ITALY | Friday, 13 April 2007 | Views [478]

I heard people who have been there say that nothing can prepare you for the Vatican. Yet still I had to come prepared for it. I arrived at exactly 8 am only to be greeted by a long, long, lone line of people who were ahead of me. The line snaked its way around the walls of the Vatican. Finding the end of the line was a tour of the walls in itself. I took a deep breath and lined up. After 2 hours of standing in line, we were finally moving, albeit at a snail's pace. But it was better than waiting and just standing. Nearing the entrance, I saw a glimpse of the inside of the Vatican. Surprisingly, it was modern. Much like how the lobby of MOMA NY looks like. But the comparison stops at the lobby. Deep inside the museum was like being brought back in time, when the Catholic Church as at the height of its power. Corridors and corridors of tapestries, sculptures and paintings. Ceiling after ceiling of frescoes. Every nook and cranny covered in priceless art. It was impressive, grand and an assault to one's senses. I have never seen such a vast collection of art. To think that my guidebook tells me that what's on display is only about 20% of the Vatican's collection. I wondered where they stored the 80%. Hmmm... 

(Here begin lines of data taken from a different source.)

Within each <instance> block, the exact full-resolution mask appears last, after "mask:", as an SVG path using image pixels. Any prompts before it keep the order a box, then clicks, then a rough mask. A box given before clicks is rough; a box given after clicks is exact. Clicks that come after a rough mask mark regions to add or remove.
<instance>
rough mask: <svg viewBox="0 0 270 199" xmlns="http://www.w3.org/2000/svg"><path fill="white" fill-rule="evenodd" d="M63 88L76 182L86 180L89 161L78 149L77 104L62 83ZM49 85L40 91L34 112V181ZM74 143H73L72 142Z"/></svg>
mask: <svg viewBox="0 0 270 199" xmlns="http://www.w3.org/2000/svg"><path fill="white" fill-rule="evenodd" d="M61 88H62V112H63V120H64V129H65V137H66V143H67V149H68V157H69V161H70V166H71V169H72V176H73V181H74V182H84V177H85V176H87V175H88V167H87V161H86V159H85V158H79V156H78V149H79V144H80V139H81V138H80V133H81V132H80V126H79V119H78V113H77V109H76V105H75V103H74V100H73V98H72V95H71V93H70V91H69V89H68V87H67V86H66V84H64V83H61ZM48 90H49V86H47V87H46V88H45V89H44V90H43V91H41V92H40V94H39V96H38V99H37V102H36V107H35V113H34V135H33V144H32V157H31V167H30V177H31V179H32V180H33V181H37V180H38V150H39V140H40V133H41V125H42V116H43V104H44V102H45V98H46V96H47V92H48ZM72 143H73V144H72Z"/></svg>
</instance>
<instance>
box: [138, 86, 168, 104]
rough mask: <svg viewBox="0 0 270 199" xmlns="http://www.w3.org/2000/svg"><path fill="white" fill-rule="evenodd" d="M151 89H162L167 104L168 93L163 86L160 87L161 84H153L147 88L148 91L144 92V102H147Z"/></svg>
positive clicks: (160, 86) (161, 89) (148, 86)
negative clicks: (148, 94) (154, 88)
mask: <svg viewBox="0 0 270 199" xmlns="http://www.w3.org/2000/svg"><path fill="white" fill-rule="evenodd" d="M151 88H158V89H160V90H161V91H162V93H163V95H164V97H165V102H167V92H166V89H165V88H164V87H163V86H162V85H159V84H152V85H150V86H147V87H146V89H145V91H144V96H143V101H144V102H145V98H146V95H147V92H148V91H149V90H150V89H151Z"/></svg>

My main mission was to see the Sistine Chapel. Getting there was a maze of more corridors and more art. There were directional signages yet it seemed like you're never nearer as you enter another corridor. I knew I entered the Chapel when I noticed a multitude of people in silence looking up at the ceiling and just marveling. I looked up and saw for myself the most famous frescoes in the world. To be honest, I wasn't as impressed as I should be. It seemed much more diminished compared to the larger than life hype I imagined it to be seeing the photos. But I had to hand it to Michelangelo for a job well done. What was amusing though was the way the silence of the people would transform into a unison of chatter only for the guards to hush them down to silence once again. And it was a cycle of silence, chatter, hushing and silence once again. Funny.

The end of my Vatican museum tour was the start of my walk towards the basilica of St. Peter's. You'd think that once inside, it's easy to go to the basilica. Well, apparently not. Going there meant going outside the Vatican and seeing the line where I once was. The line was longer this time. I really felt for the people, who were under the hot spring sun, beating the 12 noon closing because that was me a few hours earlier.

Entering the basilica through the massive columns that surround it, I knew that I was about to play witness to more grandness. It's one thing to say it, it's another thing to see it for yourself. From the rows of thousands of big columns, to the giant statues of saints that seemed to be watching us, from the people on the other side of the basilica who literally were ant-like in size, to the hundreds of white chairs being lined up for an event the following day, everything felt like they were being put together for people like me to feel dwarfed by the whole experience. It was impressive, intimidating and imposing rolled into one ball of confusion of just being in that wide space of a basilica. This definitely was the big league, the seat of power of what is probably the most influential religion on earth. And because I was sucked in to this experience already, I wanted to see, hear, feel, touch more. I had to go inside the church even if it meant lining up again. The sight of the Swiss guards provided a pleasant distraction from the wait to the front of the line. What greeted me were two massive doors to the entrance of the church. Again, inside was all about grandeur, high ceiling, giant marble statues and just wide open space. I surmised that a Boeing 747 could easily park itself inside. It could even measure its length using the markers on the floor of the different churches around the world, comparing the top ten churches vs. the mother of all churches that is St. Peter's. The golden canopy towards the end of the church was imposing. St. Peter's bronze statue was imposing. The bullet proof encased Pieta was imposing. Apparently, some deranged American tourist wanted a piece of the masterpiece and attempted to chop off a part of it. I don't blame him considering that this work of art was created by Michelangelo when he was only 23 years old. That guy's a genius if you ask me.

In all the churches I have visited so far in Europe, I have always made it a point to say a prayer of gratitude for this experience beauty first hand. And praying in St. Peter's felt the most special because it truly felt to be the House of God. As I meditated on what I have seen, absorbed and gotten in awe for, I realized that this feeling of intimidation or this feeling of being dwarfed by the grandeur of the Catholic Church had a latent yet purposive meaning to me. It made me think that no matter how we think of God, He will always be bigger than what we imagine him to be. This actually grounds me and is a humbling experience that amidst all these, I am just human after all, in the presence of God Almighty.